How about some empathy? It’s always easier to see the problems of people you know than your own. “If the U.S. could see what the U.S. is doing in the U.S., the U.S. would invade the U.S. to liberate the U.S. from the tyranny of the U.S.” (Available on blankets and mugs.)
•A reality crisis? None of this may do the moment justice. Internet maven Jesse Hirsh calls it “the televised clash of realities.” He says the images are “right out of LARP,” live-action role-playing. That makes more sense of the costumes and avatar quality: people blinking as they emerge from the cave of the internet and try to mesh reality outside with reality online. That’s one of many meanings of a reality crisis. It was also enough to throw the people who run Twitter and Facebook into a panic for their, er, roles enabling it.
•Was the coup planned? They surely discussed it, the Trumps, supporters, militias and sympathizers among police and agencies like ICE. But maybe they were surprised by how easy it was getting in. Or treated it as a rehearsal.
What’s clear is that Trump has never said a word in favour of democracy. He has no commitment to it. This may answer a question which has been debated but not resolved, because the definitions are many and fluid and don’t seem to fit his lack of ideology or organization: is he a fascist?
The answer? In his own mind he is, and that’s where he lives. All he really knows about the realm of action is being surly and breaking anything within reach.

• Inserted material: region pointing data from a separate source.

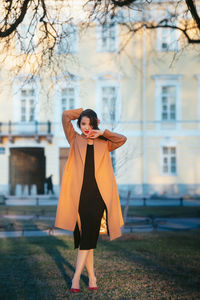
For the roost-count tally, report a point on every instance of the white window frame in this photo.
(100, 47)
(69, 50)
(60, 82)
(170, 33)
(23, 82)
(168, 143)
(165, 80)
(107, 80)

•President-elect intervenes. Joe Biden always comes onstage, as he did yesterday, like a man looking for the bathroom. There was a lawyer series I liked, The Practice. When they had a hopeless case they’d turn to Eugene, played by Steve Harris, and say, “It’s time for the U.S.A. defence.” He’d babble clichés at the judge, then solemnly conclude: “Because this is the United States of America.” It had no content but it always worked. Biden replicates it: “America … honour, decency … That’s who we are. That’s who we’ve always been.” It’s pretty close to Make America Great Again. He’s better than Trump but his is also the way that leads back to Trump.